Polyamine sequestration of 2'3'-cGAMP constrains intercellular transmission and STING engagement to subvert antitumor immunity

The cyclic dinucleotide 2'3'-cyclic guanosine monophosphate-adenosine monophosphate (2'3'-cGAMP) serves as a central immunotransmitter that propagates stimulator of interferon gene-dependent (STING-dependent) innate immunity across tissues; however, how microenvironmental metabolites regulate its spatiotemporal dynamics remains unknown. Here, we identified polyamines (spermine and spermidine) as critical rheostats controlling 2'3'-cGAMP functionality. Mechanistically, polyamines sequestered 2'3'-cGAMP into polymer-like aggregates, blocking intercellular propagation and suppressing intracellular STING activation by reducing ligand-receptor binding affinity.
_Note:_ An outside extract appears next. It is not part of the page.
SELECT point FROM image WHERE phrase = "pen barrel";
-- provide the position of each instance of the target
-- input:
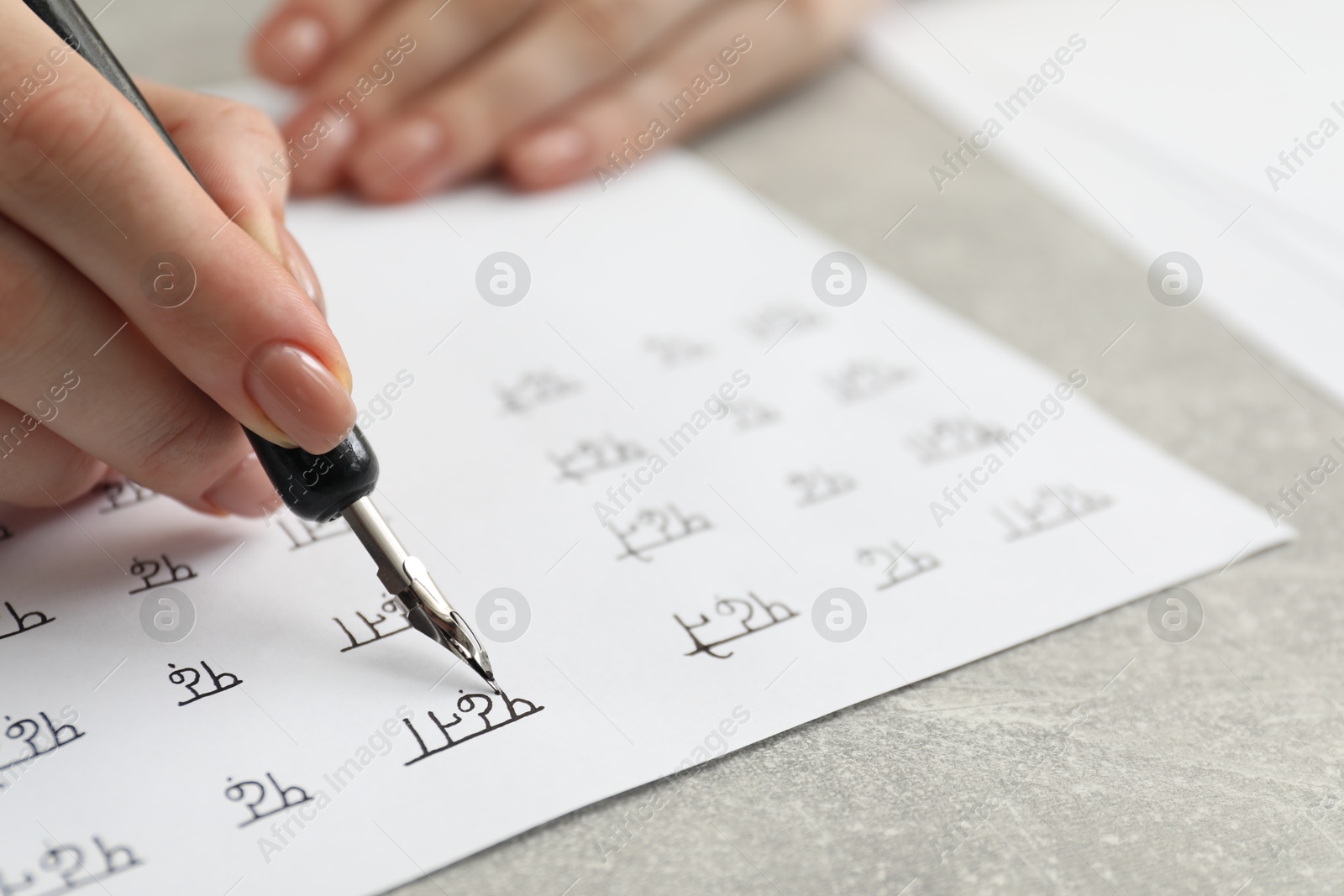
(319, 486)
Deficiency of spermidine and spermine N1-acetyltransferase 1 (SAT1), the rate-limiting enzyme in polyamine catabolism, elevated polyamine levels to entrap extracellular 2'3'-cGAMP and inhibit STING activation. Synergistic administration of endogenous 2'3'-cGAMP with SAT1 stabilizer N1,N11-diethylnorspermine restored 2'3'-cGAMP bioavailability and STING signaling, facilitated type I interferon responses to reprogram immunologically suppressive tumors into immunologically active states and enhanced tumor clearance. Our study established polyamine-cGAMP interactions as a critical spatiotemporal regulatory mechanism for tissue-level immunity, providing a unified model for metabolite-mediated cyclic GMP-AMP synthase-STING (cGAS-STING) regulation across diseases.